Since her first cookbook was published in 1966 (The Hamlyn All Colour Cookbook), her mission has been simple. “To encourage people to cook, to bake and enjoy it,” she says. Television? No problem. “I think television is like a huge cookery class. That’s the joy of the masterclass element in this show. Once viewers have seen people attempt something like a Battenberg cake, and get into trouble, then I come along and slowly and carefully show them how to make the perfect Battenberg, stopping when it might go wrong and encouraging them to have a go at home.”
Home, and the straightforward pleasures therein (rather than sex, travel, swearing, weeping or any other of the current hooks for television cooking shows), is at the centre of the Mary Berry vision. “I do family recipes for different occasions. I don’t use too many different ingredients,” she smiles. “I don’t use ingredients that people aren’t going to use again. And I don’t make things complicated.”
A typical recipe will have no long list of different tasks, no weird spices, and no requirements for bizarre utensils such as octagonal saucepans.

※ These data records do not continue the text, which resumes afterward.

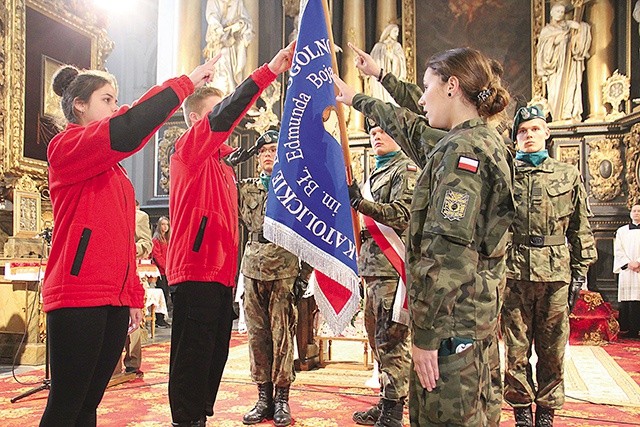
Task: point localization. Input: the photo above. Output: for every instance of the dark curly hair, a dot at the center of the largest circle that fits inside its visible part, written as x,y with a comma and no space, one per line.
479,77
70,83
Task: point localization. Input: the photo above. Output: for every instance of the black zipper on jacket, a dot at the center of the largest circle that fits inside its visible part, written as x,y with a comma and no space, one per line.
80,251
198,242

Is it any wonder her books are so popular?
“I am the first person to go out and buy puff pastry made from butter,” she says. “I won’t make things that are going to take an awful long time, because people have other things to do with their time. You have family life, don’t you?”
This is a somewhat bittersweet observation, since Mary and her husband, Paul, were bereaved 20 years ago when William, one of their three children, died in a car crash. “We were lucky to have him. And if he walked through the door now I would say, ‘Where have you been, young man? Come on,’” she says briskly.

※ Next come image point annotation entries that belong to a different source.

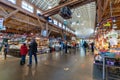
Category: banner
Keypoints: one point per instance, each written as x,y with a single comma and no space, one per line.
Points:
1,23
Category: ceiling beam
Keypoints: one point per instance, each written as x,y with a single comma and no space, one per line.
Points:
11,14
71,4
59,6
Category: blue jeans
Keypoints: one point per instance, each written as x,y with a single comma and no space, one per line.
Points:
30,58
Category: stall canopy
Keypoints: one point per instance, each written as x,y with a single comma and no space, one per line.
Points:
83,14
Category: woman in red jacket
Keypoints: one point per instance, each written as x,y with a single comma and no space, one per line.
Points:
23,52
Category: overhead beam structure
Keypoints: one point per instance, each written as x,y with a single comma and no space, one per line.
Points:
71,4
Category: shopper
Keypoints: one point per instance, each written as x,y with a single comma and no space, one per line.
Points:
23,52
32,51
92,47
66,47
6,48
85,46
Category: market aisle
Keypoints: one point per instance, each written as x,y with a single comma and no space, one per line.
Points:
54,66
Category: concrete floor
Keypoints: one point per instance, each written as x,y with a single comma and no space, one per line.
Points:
52,66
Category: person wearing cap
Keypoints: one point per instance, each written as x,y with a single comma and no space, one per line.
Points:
23,52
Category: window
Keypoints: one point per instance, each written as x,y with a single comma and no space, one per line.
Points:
55,22
60,25
12,1
27,6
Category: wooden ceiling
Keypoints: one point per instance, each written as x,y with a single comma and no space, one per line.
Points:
71,3
109,9
18,20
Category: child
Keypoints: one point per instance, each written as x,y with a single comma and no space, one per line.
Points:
23,52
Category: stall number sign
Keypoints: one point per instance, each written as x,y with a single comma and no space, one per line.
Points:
1,23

The loss is still clearly felt today. “It doesn’t go. And we miss him enormously. As a family [she has a daughter, Annabel, and a son, Thomas] we are forever talking about Will. We remember the good and the bad, he was naughty just like the rest of the children, at times. But every family has something that happens in their lives.”

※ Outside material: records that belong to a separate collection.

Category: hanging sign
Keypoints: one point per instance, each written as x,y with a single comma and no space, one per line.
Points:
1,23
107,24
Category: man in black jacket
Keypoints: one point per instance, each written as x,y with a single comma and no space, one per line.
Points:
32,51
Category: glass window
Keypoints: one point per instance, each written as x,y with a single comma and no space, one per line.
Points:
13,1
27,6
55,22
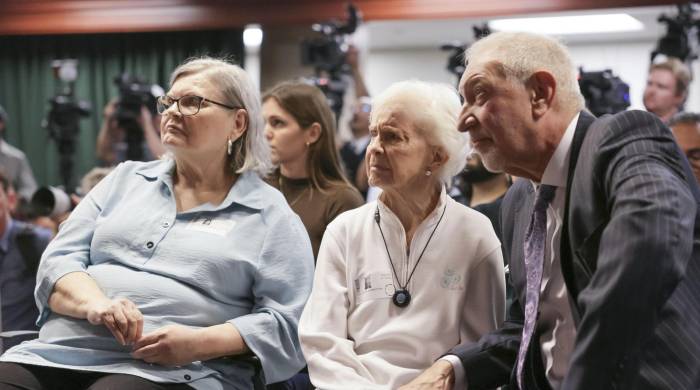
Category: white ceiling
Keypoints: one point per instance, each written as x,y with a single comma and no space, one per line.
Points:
433,33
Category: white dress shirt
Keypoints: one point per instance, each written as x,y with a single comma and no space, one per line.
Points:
556,323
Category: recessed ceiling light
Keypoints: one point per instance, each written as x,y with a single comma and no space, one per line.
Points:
561,25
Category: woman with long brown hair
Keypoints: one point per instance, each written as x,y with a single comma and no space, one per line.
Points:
300,127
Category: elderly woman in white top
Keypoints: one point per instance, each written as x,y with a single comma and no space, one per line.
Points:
402,280
167,266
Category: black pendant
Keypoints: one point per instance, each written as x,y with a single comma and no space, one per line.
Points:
401,298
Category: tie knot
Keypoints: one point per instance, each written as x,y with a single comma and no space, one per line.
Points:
545,194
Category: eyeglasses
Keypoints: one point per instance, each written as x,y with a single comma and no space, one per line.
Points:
187,105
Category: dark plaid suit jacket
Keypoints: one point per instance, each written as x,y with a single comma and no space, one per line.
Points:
630,255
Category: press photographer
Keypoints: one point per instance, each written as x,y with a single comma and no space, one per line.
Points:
130,125
327,54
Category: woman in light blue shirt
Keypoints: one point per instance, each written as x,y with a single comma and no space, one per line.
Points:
168,266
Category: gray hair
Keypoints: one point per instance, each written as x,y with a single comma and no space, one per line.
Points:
689,118
434,109
522,54
250,151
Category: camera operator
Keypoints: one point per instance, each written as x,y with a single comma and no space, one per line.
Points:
113,141
353,151
667,88
15,164
21,246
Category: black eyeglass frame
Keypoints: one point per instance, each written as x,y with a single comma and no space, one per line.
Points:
199,106
693,154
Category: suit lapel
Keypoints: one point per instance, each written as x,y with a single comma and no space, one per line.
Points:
584,122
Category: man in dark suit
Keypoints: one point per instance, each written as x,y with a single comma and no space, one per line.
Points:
607,286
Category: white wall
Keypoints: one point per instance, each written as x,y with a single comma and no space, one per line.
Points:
628,60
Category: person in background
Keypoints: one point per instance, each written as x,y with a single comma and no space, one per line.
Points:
482,190
300,128
15,163
401,280
114,141
602,233
352,152
21,246
667,88
168,268
686,130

Languishing is not something that Mary does. Looking on the positive side, even amid the horror of losing a child, is the MB way. “I am really pleased that if he was to die, that he didn’t leave a wife and children,” she says. “Because you know, that would have been a sadness for them. And he died at a time when he was truly successful with his sport and his school, and he was totally happy with himself. So we have really nice memories of him. He had done well.”
It takes fortitude, being able to say that about your son of just 19 years, who died at the wheel on his way to pick up a paper at the village shop. And it’s what seems to have sustained and pushed her forward through an impressively long career.
“I like to be busy. But after Will died, I didn’t want to continue working in London. I wanted to be at home with my husband. So that is when I set up the Aga Cookschool. And that didn’t half fill my mind. Fortunately it was very successful and I loved every minute of it.”